The action then shifts to Cybertron and the Decepticons where you take control of Soundwave. He’s on a mission for Megatron and is accompanied by Shockwave and Starscream. The narrative continues to jump around for the rest of the game with no real focus on any one character. It’s a bit of a mess which is further let down by the uninteresting story.
The game is played from a third-person perspective and mainly consists of moving to the next waypoint whilst fighting through swarms of Insecticons or waves of cloned bots. The gameplay gets repetitive quickly as you move from room to room and take out more waves of enemies. Progressing to the next section normally means hunting down every enemy in your current location. There’s very little freedom in how to tackle each situation resulting in a very linear game.
To try and keep things interesting you can transform from robot to vehicle which is usually a car or jet. Doing so doesn’t really change much and there is very little reason or benefit from doing so. The cars handle strangely and the jets feel very restrictive due to the small areas. Combat is very simplistic and repetitive with little strategy other than dodge and shoot. There is a nice variety of weapons on offer though from standard guns to more exotic choices.
Frustratingly the robots never feel as tough as you’d expect. It’s all too common to die in seconds and have to repeat a section multiple times before you can progress. There’s no way Optimus Prime should die so easily. Transformers also frequently get stuck on small objects instead of just stomping on them like you’d expect.
As you play and complete challenges you can level up your characters. Completing challenges such as killing a certain number of enemies or taking them out in a certain way earns you Gear Boxes. These are jam-packed with all manner of upgrades and items but frustratingly you need to go to the pause menu each time you want to open one. The contain single use power-ups, extra characters for multiplayer and hacks to make the game more difficult like the skulls do in Halo.
The strongest feature of the game is the voice-acting. There’s Gregg Berger (Grimlock and Lockdown), Troy Baker (Jazz, Jetfire and Kickback), Nolan North (Bruticus and Cliffjumper), Fred Tatasciore (Megatron) and Optimus Prime himself – Peter Cullen. Having such a good voice cast really helps the game and there are some great performances here.
Graphically the game looks nicest on Xbox One, PS4 and PC. On these platforms the action is smoother with some nicer textures and more detailed Transformers. On the other platforms expect lower resolution textures, slowdown and pop-in as some assets load.
In addition to the single player campaign the game also features an online wave-based co-operative multiplayer component (as long as you’re not playing on Wii U). This mode is called Escalation and allows you to team up with up to three friends against waves of enemies. There are a small selection of maps to choose from with 15 progressively difficult waves to overcome.

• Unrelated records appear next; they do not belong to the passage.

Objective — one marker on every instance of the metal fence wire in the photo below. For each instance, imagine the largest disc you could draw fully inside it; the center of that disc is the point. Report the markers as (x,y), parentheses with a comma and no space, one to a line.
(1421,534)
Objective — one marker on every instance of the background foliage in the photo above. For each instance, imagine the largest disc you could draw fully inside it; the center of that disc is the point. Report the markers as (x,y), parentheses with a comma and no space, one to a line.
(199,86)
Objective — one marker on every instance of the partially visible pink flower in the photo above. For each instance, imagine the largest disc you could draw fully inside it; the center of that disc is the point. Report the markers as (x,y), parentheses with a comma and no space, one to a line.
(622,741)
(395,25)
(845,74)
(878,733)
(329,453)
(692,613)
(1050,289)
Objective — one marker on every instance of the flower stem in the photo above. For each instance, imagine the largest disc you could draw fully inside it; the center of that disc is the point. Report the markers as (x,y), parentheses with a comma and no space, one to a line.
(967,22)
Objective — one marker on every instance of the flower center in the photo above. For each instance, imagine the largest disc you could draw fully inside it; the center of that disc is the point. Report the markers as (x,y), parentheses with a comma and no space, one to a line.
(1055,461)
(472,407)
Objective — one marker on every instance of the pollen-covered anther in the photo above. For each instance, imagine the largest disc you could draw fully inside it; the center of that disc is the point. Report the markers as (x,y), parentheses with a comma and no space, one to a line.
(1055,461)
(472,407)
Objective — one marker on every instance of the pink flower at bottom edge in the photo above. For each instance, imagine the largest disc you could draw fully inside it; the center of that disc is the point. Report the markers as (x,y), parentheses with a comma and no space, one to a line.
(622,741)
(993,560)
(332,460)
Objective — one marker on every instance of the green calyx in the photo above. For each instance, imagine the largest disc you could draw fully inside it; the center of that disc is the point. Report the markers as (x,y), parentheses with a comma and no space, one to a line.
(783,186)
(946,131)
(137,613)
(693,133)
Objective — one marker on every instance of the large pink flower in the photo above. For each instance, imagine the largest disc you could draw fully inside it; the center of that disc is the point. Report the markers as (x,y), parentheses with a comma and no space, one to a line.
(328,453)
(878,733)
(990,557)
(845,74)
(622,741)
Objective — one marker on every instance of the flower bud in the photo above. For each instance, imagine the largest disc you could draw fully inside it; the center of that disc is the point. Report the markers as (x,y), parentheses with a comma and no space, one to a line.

The multiplayer is a little more entertaining that the single player campaign but we don’t feel there is enough to hold your interest for long. So many other games do this kind of multiplayer better along with many more features. Most strange is that there is no co-op campaign mode or competitive multiplayer to let you pit Autobots vs Decepticons with your friends.
Overall Transformers: Rise of the Dark Spark is a much weaker game than those created by High Moon Studios. It attempts an interesting setup in an effort to appeal to the widest range of Transformers fans. Sadly the story is confusing and the gameplay is lacking. Transformers fans will still want to check it out but sadly we feel most will find themselves disappointed.